O ouro (XAU/USD) caiu na terça-feira, 3 de março de 2026, com o mercado devolvendo parte do salto impulsionado pela guerra de segunda-feira, com o ouro escorregando em direção à área de US$ 5.000, enquanto um dólar americano mais forte e rendimentos do Tesouro mais firmes reduziram o ímpeto por trás da última corrida por um porto seguro.

Destaques

  • O ouro à vista se aproximou de US$ 5.030 após o forte aumento de segunda-feira acima de US$ 5.400.
  • Os contratos futuros de ouro dos E.U.A. foram negociados perto de US$ 5.040, deixando o mercado fora de suas máximas intradiárias.
  • Um dólar mais firme e rendimentos mais altos tornaram mais difícil para o ouro manter todo o prêmio geopolítico.

Este artigo foi traduzido do original. Leia a versão original do nosso correspondente aqui.

O mapa de preços é redefinido após uma violenta oscilação

A primeira zona que importa agora fica em torno de US$ 5.000. Se esse nível continuar atraindo compradores, o recuo ainda pode ser interpretado como uma pausa após uma alta agressiva, e não como o início de uma reversão mais ampla.

Abaixo desse nível, a próxima área de suporte é vista em torno de US$ 4.950. No lado positivo, o mercado precisaria recuperar a faixa de US$ 5.150 a US$ 5.200 antes que o tom comece a parecer construtivo novamente, enquanto uma recuperação mais forte colocaria a alta recente perto de US$ 5.400 novamente em foco.

Dinâmica do preço do ouro (janeiro a fevereiro de 2026). Fonte: TradingView.

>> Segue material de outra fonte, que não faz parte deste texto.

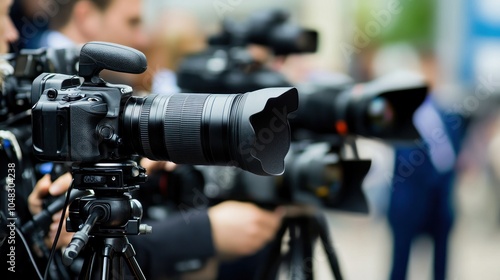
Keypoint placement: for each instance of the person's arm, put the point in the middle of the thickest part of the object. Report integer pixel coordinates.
(187, 240)
(181, 243)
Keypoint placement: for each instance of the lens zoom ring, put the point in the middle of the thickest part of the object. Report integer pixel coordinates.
(184, 129)
(144, 128)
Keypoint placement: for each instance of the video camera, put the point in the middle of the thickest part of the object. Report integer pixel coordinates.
(84, 119)
(227, 66)
(323, 167)
(21, 69)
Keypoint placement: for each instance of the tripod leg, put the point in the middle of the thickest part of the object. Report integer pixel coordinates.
(129, 253)
(270, 269)
(324, 235)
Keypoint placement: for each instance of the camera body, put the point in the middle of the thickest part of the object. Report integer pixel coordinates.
(24, 68)
(77, 122)
(83, 119)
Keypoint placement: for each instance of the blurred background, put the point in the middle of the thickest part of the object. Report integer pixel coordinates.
(454, 44)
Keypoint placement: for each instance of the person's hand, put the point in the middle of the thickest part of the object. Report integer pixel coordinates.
(35, 201)
(241, 229)
(151, 165)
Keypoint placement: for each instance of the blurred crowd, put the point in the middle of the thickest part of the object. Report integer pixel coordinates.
(444, 186)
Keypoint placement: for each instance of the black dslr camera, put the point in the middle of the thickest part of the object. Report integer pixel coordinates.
(100, 127)
(86, 120)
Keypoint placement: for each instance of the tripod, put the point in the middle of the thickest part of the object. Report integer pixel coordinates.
(103, 220)
(303, 231)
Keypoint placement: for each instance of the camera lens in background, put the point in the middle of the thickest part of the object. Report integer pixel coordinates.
(246, 130)
(380, 115)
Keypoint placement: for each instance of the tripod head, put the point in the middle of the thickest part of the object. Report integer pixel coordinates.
(110, 213)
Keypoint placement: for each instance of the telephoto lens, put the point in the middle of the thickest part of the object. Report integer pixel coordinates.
(248, 130)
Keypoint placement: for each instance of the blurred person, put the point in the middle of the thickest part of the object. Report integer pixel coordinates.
(81, 21)
(8, 32)
(176, 35)
(31, 18)
(421, 197)
(226, 231)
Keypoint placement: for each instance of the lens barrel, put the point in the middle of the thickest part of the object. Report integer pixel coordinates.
(249, 130)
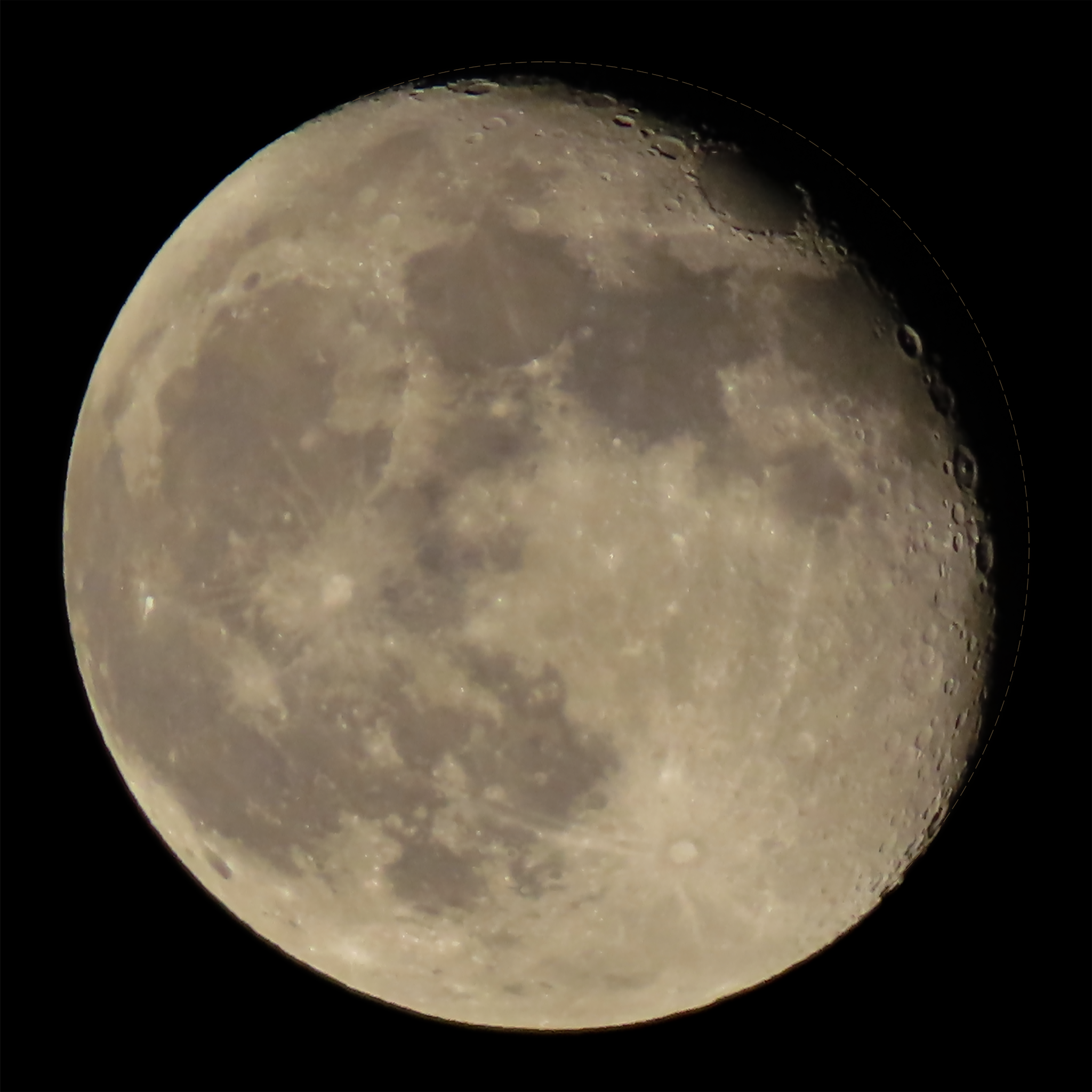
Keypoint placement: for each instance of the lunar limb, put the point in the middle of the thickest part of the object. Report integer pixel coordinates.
(520, 567)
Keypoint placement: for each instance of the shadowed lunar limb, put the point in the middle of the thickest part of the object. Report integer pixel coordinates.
(509, 589)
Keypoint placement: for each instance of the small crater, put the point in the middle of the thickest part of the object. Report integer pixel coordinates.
(219, 864)
(966, 469)
(683, 853)
(942, 397)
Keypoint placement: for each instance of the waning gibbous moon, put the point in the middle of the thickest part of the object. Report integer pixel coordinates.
(521, 566)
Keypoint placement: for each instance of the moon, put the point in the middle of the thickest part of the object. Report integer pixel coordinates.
(522, 566)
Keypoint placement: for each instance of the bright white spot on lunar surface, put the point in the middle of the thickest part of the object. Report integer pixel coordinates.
(567, 613)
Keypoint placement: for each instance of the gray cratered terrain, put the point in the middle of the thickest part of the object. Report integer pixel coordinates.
(518, 566)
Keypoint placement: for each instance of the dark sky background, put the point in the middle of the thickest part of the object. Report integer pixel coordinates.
(965, 957)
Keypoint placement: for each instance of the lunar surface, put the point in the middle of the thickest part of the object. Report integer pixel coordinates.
(524, 569)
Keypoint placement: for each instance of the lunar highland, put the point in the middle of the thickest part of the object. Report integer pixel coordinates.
(524, 568)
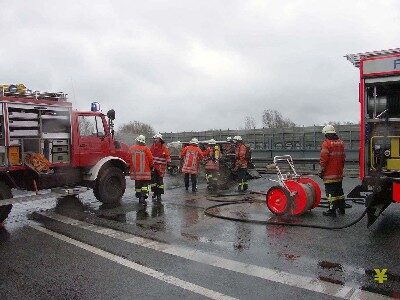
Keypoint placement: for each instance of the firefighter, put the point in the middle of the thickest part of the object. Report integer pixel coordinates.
(332, 164)
(191, 155)
(241, 163)
(142, 165)
(229, 146)
(161, 158)
(212, 156)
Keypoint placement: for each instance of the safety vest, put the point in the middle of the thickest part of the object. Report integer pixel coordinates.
(142, 162)
(191, 157)
(332, 160)
(161, 157)
(213, 154)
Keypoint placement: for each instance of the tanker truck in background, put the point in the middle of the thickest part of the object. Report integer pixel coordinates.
(379, 156)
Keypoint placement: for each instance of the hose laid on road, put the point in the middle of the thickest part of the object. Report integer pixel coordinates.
(208, 212)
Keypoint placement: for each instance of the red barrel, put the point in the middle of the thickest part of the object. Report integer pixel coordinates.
(299, 195)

A pressão do dólar assume o controle da sessão

O recuo do ouro se destaca pelo fato de que a demanda por refúgio não desapareceu. O que mudou foi a disposição do mercado de continuar pagando por proteção enquanto o dólar se fortalecia e as expectativas de taxas se tornavam menos favoráveis para ativos sem rendimento.

Uma moeda americana mais firme aumenta o custo do ouro para os compradores que usam outras moedas, o que geralmente diminui a demanda por novos ativos, mesmo quando o estresse geopolítico continua elevado. Esse efeito foi mais visível na terça-feira do que durante a alta inicial.

Ao mesmo tempo, os rendimentos do Tesouro voltaram a subir, o que acrescentou outra camada de resistência. O aumento dos rendimentos não interrompe automaticamente uma alta do ouro, mas tende a tornar as extensões acentuadas de alta mais difíceis de sustentar quando os preços já foram longe e rapidamente.

O prêmio de risco diminui, mas o mercado continua tenso

O cenário mais amplo ainda é contrário a tratar esse fato como um colapso limpo. A tensão no Oriente Médio continua alta, os mercados de energia ainda estão sendo negociados com um prêmio de conflito e os investidores continuam a manter alguma exposição aos ativos defensivos tradicionais.

Isso deixa o ouro em uma posição mais complexa do que uma simples negociação de risco. O metal ainda é sustentado pela incerteza, mas a próxima etapa de alta pode exigir uma nova escalada do risco regional ou um cenário de dólar e rendimento mais frio.

Por enquanto, o mercado parece mais uma reavaliação de preços a partir de níveis extremos do que um desdobramento total da oferta de refúgio. Se a pressão externa permanecer alta, o ouro pode permanecer elevado mesmo quando as negociações se tornarem mais agitadas e seletivas em torno da marca de US$ 5.000.

Enquanto isso, um maior interesse pelo ouro está sendo observado contra o choque da estagflação global e a instabilidade, já que o preço do ouro tem uma correlação negativa com os mercados tradicionais.